# 525 Knobby



## Orest (Jul 28, 2003)

Could someone who has one of these reels post a pic of the left side plate, inside view, next to the spool. I would like to see what the inside of one looks like. And how it is differet from a slidy.

Thanks.


----------



## chris storrs (Aug 25, 2005)

i had one...theres no plastic cog...its replaced with a brass spacer similar to what is in a abu mag elite...the spacer fits tightly into the sideplate and the spool shaft slides into it


----------



## Orest (Jul 28, 2003)

*I was more interested in*

the magnetic control of the knobby vs the slidy.

Is the a large single mag at the end of the knob?


----------



## INDIO (Jul 10, 2002)

*knobby on the gallery*

this is one i got off ebay a year or two back.
i have'nt fished much with it or even cast on land .
i guess i will, one of these days. 

just call me a tackle ho as well


----------



## Orest (Jul 28, 2003)

*Thanks*

So all it is a single magnet and no clicker. Heck I can't even hear my clicker.


----------



## fish bucket (Dec 5, 2002)

indio,if you don't use it and decide you want to sell it,give me a price.


----------



## spiderhitch (Nov 9, 2005)

*525tmag*

i'll take it off your hands if you want to sell it.


----------



## INDIO (Jul 10, 2002)

*dont wanna hi jack this one*

my only reply is i'm still a tackle ho,
and i'm still on a qwest. 
i need to get a 525 slidy with the ho mag fit .

the answer i guess is not 4 sale .
 

i"ll think about u in another 20 years though


----------



## kinnakeettom (Sep 25, 2004)

I fish a pair of knobbies, and yes they only have on magnet on the end of the adjusting screw. Haver been playing with a nut setter tool and as soon as David V. sends me some ss inserts I'll do one and send you a pic. only drawback is you lose the clicker.


----------



## longcast (Jan 9, 2005)

Knobby 525 looses the clicker, I fish 3 of them. To me I have more control of the spol in mid flight than with my slide 525. I'm guessing the knob mag could be moved to another position on the end plate, if it could be shimmed plumb on the curved side plate. That could freee up space to put the clicker back.

The HO conversion can be done just by adding several small magnets behind the slide mags in a slide factory reel. The larger mags you add the stronger the force.

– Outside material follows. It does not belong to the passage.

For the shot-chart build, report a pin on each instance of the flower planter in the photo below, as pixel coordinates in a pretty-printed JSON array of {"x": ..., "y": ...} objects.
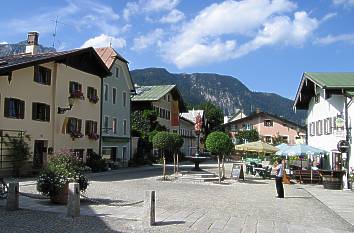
[
  {"x": 332, "y": 179},
  {"x": 62, "y": 197}
]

Penn UK sells knob mag 525's, 535's, 545's, and 555's. I have the 535's also & they cast very well. I sure wish Penn sold these reels here.
longcast


----------



## Orest (Jul 28, 2003)

*I was thinking of*

using my extra end plate and adding a micro/fine adjustment screw to it and making my own knobby. You can order those micro/fine adjustment screws from most optical hardware site.


----------



## Black Beard (Jan 25, 2001)

*525 Slidy v Knobby pix*

Orest , I cannot add attachments so will e mailed pictures of the 525 Slidy and knobby - BB


----------



## Orest (Jul 28, 2003)

*Thanks*

Neil.

How's everything going?

Sound like your pretty busy over there and here; try and spend some time fishing.


----------



## Black Beard (Jan 25, 2001)

Okay, if I could find your e mail address I would send them to you!!! Neil

mail me: [email protected]


----------



## demonfish (Mar 31, 2002)

i have a 525 knobby i got from neil a couple years ago, works fine however you have to open it to the left or forward instead of to the right and towards you as do most other set ups. hmmmmm must be an english thing, or a penn thing. i use benfield an my abus. 

no ofense neil but after turning in the same direction for so long, switching directions just screws me up.

frank


----------